Another Grand Slam is in the books: Doubles Take looks back and previews this week’s action.

Let's bid a final farewell to what many consider the grandest Slam of them all, Wimbledon.


The five-year plan continues to work for Barbora Krejcikova and Katerina Siniakova.

In 2013, the young Czechs won the French Open girls’ doubles title and followed it up five years later with a win at the main event. What’s good enough for Paris must be good enough for London, right?

The pair repeated that feat at Wimbledon as they defeated Kveta Peschke and Nicole Melichar in the final. With the win, they became the first team to win the girls’ and women’s doubles title at the All England Club.

It’ll be interesting to see how the 2013 U.S. Open girls’ doubles champs fare in New York this year. If the French and Wimbledon are any indication, odds are they’ll do all right.


After a couple of losses with different partners when his brother went down with a hip injury, Mike Bryan expressed some doubt about continuing on without Bob by his side.

It’s a good thing he decided to play on.

Mike and Jack Sock won a five-set thriller over Raven Klaasen and Michael Venus in the final, giving Bryan his 17th career men’s doubles title, which ties him for the most all time.  Bob, of course, was proud—or was he?

For Sock, it’s his second Wimbledon doubles title and fourth triumph of 2018.


Going into this year’s tournament, Alexander Peya had won 17 doubles titles in his career and been ranked as high as 3 in the world. However, the veteran from Austria had never won a Grand Slam title, after reaching two finals in his 20-year career.

After the final match of the tournament, he can now call himself a Wimbledon champion.

Peya and his partner, Melichar—shaking off her loss in the women’s doubles final the day before—won the mixed doubles title over Jamie Murray and Victoria Azarenka in straight sets.
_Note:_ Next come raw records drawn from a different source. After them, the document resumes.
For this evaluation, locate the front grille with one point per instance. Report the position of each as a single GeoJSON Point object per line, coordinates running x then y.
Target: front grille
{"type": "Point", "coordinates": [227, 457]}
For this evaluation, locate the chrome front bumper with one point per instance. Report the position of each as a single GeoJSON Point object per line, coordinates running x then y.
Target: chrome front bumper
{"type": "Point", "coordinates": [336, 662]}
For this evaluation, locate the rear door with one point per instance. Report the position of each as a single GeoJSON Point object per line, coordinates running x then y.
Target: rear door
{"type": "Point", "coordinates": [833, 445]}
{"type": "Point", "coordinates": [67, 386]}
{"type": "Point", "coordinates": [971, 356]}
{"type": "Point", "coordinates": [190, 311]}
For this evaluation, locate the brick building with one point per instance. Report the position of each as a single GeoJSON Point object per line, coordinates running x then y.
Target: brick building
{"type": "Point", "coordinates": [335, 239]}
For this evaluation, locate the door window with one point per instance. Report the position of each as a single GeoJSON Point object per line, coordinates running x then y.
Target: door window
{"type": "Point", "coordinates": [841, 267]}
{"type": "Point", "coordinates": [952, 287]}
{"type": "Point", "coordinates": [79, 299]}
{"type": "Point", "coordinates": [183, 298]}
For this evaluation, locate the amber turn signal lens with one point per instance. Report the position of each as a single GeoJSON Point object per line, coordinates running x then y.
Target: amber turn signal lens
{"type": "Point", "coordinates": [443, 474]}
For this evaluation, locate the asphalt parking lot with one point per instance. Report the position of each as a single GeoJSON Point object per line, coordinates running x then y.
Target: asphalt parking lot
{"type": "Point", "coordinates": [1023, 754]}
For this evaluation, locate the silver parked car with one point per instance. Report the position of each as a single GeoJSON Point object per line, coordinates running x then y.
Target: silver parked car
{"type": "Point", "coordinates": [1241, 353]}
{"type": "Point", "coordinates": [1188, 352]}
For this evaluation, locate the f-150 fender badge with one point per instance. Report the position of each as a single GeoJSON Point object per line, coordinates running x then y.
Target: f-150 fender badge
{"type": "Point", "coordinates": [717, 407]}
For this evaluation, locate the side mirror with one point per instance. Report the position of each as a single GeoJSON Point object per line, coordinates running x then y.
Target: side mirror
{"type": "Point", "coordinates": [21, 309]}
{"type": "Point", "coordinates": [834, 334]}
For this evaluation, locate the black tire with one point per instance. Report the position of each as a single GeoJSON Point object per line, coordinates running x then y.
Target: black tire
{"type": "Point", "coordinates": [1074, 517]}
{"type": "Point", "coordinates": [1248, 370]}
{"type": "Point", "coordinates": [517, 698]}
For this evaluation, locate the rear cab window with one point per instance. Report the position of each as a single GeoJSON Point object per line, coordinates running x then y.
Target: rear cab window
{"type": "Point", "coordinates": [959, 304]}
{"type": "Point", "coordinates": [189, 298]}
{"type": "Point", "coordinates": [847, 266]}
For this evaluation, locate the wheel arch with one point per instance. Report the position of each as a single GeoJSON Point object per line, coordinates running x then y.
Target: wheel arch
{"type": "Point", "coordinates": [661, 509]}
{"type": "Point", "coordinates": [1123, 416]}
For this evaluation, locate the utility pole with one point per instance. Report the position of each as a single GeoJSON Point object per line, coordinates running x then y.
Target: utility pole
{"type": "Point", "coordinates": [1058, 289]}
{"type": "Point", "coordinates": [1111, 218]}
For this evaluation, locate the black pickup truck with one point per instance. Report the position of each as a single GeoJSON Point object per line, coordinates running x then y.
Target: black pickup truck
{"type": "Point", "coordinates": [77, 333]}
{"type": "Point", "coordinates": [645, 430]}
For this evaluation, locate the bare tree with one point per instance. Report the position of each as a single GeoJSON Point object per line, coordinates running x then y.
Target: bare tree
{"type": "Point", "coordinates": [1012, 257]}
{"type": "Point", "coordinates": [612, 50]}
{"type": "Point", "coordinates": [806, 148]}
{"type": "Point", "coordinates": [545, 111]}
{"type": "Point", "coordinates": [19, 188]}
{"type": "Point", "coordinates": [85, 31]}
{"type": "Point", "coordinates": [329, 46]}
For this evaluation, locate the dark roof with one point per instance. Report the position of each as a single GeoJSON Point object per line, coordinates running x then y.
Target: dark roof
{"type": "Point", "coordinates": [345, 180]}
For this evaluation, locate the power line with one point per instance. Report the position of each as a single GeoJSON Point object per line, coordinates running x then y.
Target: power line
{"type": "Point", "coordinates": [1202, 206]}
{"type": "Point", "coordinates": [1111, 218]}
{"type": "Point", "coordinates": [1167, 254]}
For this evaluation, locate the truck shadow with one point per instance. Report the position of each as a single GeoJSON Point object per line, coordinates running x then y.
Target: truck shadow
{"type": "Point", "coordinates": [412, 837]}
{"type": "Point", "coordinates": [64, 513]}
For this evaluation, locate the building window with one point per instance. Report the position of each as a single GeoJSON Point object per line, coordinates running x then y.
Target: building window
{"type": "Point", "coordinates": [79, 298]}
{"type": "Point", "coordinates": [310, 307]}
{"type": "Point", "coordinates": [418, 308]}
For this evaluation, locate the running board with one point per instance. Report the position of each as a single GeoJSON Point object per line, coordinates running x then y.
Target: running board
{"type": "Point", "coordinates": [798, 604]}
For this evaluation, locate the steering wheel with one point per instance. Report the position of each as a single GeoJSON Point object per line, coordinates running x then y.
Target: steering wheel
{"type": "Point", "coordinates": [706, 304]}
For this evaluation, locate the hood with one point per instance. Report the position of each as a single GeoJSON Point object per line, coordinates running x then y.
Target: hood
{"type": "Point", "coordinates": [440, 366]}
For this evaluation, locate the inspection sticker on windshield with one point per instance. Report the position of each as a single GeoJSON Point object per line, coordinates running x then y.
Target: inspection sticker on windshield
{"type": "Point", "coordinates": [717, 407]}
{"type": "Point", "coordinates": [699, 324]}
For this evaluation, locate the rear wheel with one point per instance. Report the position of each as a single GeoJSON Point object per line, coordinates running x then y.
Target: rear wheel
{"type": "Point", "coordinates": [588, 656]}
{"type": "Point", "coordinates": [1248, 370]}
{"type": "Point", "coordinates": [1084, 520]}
The duo eked out a 9-7 third-set win over Edouard Roger-Vasselin and Andrea Hlavackova in the third round, then received a walkover in their quarterfinal match—providing the perfect opportunity to recover. From there, they got through their last two matches in a rather straightforward fashion.
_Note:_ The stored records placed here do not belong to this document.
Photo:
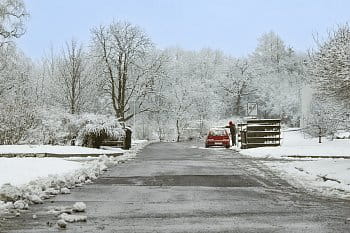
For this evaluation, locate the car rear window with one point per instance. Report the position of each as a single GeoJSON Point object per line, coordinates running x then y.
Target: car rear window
{"type": "Point", "coordinates": [217, 132]}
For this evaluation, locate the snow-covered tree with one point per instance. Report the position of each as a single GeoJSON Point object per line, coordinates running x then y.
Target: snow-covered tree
{"type": "Point", "coordinates": [13, 15]}
{"type": "Point", "coordinates": [329, 64]}
{"type": "Point", "coordinates": [280, 74]}
{"type": "Point", "coordinates": [128, 65]}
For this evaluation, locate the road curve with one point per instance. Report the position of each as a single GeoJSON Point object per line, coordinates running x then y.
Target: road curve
{"type": "Point", "coordinates": [182, 187]}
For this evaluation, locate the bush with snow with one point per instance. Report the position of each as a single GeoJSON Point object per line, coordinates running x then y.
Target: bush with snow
{"type": "Point", "coordinates": [57, 127]}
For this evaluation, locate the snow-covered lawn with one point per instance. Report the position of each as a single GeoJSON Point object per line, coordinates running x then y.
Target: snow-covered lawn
{"type": "Point", "coordinates": [19, 171]}
{"type": "Point", "coordinates": [26, 181]}
{"type": "Point", "coordinates": [327, 171]}
{"type": "Point", "coordinates": [54, 150]}
{"type": "Point", "coordinates": [294, 143]}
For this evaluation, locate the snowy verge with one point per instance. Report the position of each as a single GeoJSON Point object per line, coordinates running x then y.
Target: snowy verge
{"type": "Point", "coordinates": [294, 143]}
{"type": "Point", "coordinates": [54, 150]}
{"type": "Point", "coordinates": [329, 177]}
{"type": "Point", "coordinates": [326, 171]}
{"type": "Point", "coordinates": [57, 176]}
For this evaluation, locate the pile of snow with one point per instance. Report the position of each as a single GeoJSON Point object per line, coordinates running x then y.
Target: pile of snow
{"type": "Point", "coordinates": [342, 134]}
{"type": "Point", "coordinates": [32, 180]}
{"type": "Point", "coordinates": [55, 150]}
{"type": "Point", "coordinates": [19, 171]}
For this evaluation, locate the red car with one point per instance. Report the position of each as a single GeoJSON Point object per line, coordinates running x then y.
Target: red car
{"type": "Point", "coordinates": [217, 137]}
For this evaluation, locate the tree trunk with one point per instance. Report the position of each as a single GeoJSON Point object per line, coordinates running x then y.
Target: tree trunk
{"type": "Point", "coordinates": [178, 130]}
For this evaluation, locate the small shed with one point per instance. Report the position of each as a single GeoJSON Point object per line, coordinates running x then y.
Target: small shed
{"type": "Point", "coordinates": [260, 133]}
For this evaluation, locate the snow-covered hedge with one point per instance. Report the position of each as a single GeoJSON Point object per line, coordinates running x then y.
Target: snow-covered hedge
{"type": "Point", "coordinates": [57, 127]}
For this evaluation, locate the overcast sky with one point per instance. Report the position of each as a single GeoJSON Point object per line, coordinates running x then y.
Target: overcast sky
{"type": "Point", "coordinates": [230, 25]}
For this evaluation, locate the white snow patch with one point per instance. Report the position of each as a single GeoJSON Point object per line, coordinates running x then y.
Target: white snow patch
{"type": "Point", "coordinates": [56, 150]}
{"type": "Point", "coordinates": [35, 179]}
{"type": "Point", "coordinates": [328, 176]}
{"type": "Point", "coordinates": [79, 207]}
{"type": "Point", "coordinates": [73, 218]}
{"type": "Point", "coordinates": [294, 143]}
{"type": "Point", "coordinates": [18, 171]}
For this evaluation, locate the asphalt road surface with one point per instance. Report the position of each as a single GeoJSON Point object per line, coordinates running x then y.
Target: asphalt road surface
{"type": "Point", "coordinates": [179, 187]}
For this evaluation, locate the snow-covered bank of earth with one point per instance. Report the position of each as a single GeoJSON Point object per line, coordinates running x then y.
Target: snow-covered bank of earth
{"type": "Point", "coordinates": [26, 181]}
{"type": "Point", "coordinates": [328, 176]}
{"type": "Point", "coordinates": [54, 150]}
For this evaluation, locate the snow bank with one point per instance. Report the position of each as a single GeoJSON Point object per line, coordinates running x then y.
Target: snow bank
{"type": "Point", "coordinates": [326, 173]}
{"type": "Point", "coordinates": [294, 143]}
{"type": "Point", "coordinates": [32, 180]}
{"type": "Point", "coordinates": [19, 171]}
{"type": "Point", "coordinates": [58, 150]}
{"type": "Point", "coordinates": [325, 176]}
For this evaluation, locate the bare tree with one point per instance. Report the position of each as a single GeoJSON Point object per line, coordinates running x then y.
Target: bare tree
{"type": "Point", "coordinates": [72, 77]}
{"type": "Point", "coordinates": [237, 82]}
{"type": "Point", "coordinates": [128, 65]}
{"type": "Point", "coordinates": [13, 15]}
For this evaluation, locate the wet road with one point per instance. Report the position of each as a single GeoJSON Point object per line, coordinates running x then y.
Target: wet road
{"type": "Point", "coordinates": [178, 187]}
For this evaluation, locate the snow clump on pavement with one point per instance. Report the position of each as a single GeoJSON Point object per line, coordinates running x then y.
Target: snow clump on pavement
{"type": "Point", "coordinates": [79, 207]}
{"type": "Point", "coordinates": [73, 218]}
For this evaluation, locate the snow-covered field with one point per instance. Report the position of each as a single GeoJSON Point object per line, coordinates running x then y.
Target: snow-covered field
{"type": "Point", "coordinates": [26, 181]}
{"type": "Point", "coordinates": [54, 150]}
{"type": "Point", "coordinates": [19, 171]}
{"type": "Point", "coordinates": [327, 171]}
{"type": "Point", "coordinates": [295, 143]}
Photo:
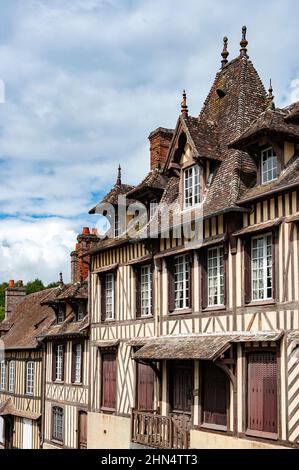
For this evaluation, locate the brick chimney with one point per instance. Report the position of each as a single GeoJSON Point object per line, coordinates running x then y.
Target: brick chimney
{"type": "Point", "coordinates": [159, 145]}
{"type": "Point", "coordinates": [14, 294]}
{"type": "Point", "coordinates": [79, 266]}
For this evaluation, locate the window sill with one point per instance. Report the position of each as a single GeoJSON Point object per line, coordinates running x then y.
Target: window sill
{"type": "Point", "coordinates": [263, 434]}
{"type": "Point", "coordinates": [255, 303]}
{"type": "Point", "coordinates": [181, 311]}
{"type": "Point", "coordinates": [212, 308]}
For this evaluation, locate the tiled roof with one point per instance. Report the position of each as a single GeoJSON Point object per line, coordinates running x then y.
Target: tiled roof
{"type": "Point", "coordinates": [114, 193]}
{"type": "Point", "coordinates": [29, 320]}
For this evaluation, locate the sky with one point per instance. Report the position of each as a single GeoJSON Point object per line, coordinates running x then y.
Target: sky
{"type": "Point", "coordinates": [86, 81]}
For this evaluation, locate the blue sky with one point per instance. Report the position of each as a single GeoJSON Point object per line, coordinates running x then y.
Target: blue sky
{"type": "Point", "coordinates": [87, 80]}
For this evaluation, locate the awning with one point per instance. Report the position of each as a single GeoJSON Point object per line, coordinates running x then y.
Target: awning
{"type": "Point", "coordinates": [293, 218]}
{"type": "Point", "coordinates": [107, 343]}
{"type": "Point", "coordinates": [204, 346]}
{"type": "Point", "coordinates": [258, 227]}
{"type": "Point", "coordinates": [7, 408]}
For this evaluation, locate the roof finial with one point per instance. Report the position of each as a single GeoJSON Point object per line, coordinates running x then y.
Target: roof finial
{"type": "Point", "coordinates": [118, 180]}
{"type": "Point", "coordinates": [243, 43]}
{"type": "Point", "coordinates": [224, 52]}
{"type": "Point", "coordinates": [184, 107]}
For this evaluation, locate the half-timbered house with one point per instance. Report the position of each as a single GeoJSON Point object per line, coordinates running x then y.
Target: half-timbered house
{"type": "Point", "coordinates": [67, 357]}
{"type": "Point", "coordinates": [193, 337]}
{"type": "Point", "coordinates": [21, 367]}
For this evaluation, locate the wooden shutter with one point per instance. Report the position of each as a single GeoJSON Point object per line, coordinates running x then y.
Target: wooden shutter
{"type": "Point", "coordinates": [204, 277]}
{"type": "Point", "coordinates": [109, 380]}
{"type": "Point", "coordinates": [137, 270]}
{"type": "Point", "coordinates": [170, 271]}
{"type": "Point", "coordinates": [145, 390]}
{"type": "Point", "coordinates": [262, 392]}
{"type": "Point", "coordinates": [54, 356]}
{"type": "Point", "coordinates": [214, 407]}
{"type": "Point", "coordinates": [274, 242]}
{"type": "Point", "coordinates": [247, 269]}
{"type": "Point", "coordinates": [103, 297]}
{"type": "Point", "coordinates": [190, 293]}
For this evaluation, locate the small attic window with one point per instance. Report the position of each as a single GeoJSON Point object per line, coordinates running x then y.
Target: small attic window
{"type": "Point", "coordinates": [221, 93]}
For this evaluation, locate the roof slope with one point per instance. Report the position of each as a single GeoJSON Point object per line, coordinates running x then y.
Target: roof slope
{"type": "Point", "coordinates": [29, 320]}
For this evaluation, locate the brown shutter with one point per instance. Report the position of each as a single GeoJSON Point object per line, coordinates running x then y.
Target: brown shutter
{"type": "Point", "coordinates": [54, 355]}
{"type": "Point", "coordinates": [204, 277]}
{"type": "Point", "coordinates": [145, 391]}
{"type": "Point", "coordinates": [274, 241]}
{"type": "Point", "coordinates": [109, 380]}
{"type": "Point", "coordinates": [171, 269]}
{"type": "Point", "coordinates": [247, 269]}
{"type": "Point", "coordinates": [103, 297]}
{"type": "Point", "coordinates": [190, 278]}
{"type": "Point", "coordinates": [73, 367]}
{"type": "Point", "coordinates": [138, 291]}
{"type": "Point", "coordinates": [262, 392]}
Surely for Peya, there’s newfound appreciation for the phrase, “good things come to those who wait.”


The tours aren’t done with the clay yet—or the grass, for that matter. The women have two events on tap this week, both on the dirt. In Bucharest, Romania, local favorites Mihaela Buzarnescu and Raluca Olaru are the top seeds and already through to the quarterfinals after a straight-sets first-round win. Aussies Monique Adamczak and Jessica Moore are the second seeds. At the Ladies Championship Gstaad, the draw is topped Xenia Knoll and Veronika Kudermetova, while Kaitlyn Christian and Giuliana Olmos are the second seeds. The third-seeded pairing of Eugenie Bouchard and Johanna Larsson is already out.

The ATP has two clay-court tournaments happening this week. At the Swedish Open in Bastad, top seeds Max Mirnyi and Philipp Oswald are off to a good start as they try to win their third title of the year.  So are Julio Peralta and Horacio Zeballos, the second seeds, who, like Mirnyi and Oswald, won their opener. In Umag, Croatia, Dominic Inglot and Franko Skugor—fresh off their semifinal run at Wimbledon—are the top seeds and will look to continue their torrid pace in 2018. Robin Haase and Matwe Middelkoop headline the bottom half of the draw.

The Hall of Fame Open, the last grass-court tournament of the year, takes place in Newport, R.I. Nicholas Monroe and John-Patrick Smith are the top seeds, followed by Divij Sharan and Jackson Withrow. Lleyton Hewitt’s second coming as a doubles specialist continues, as he’ll be playing with fellow Australian Jordan Thompson.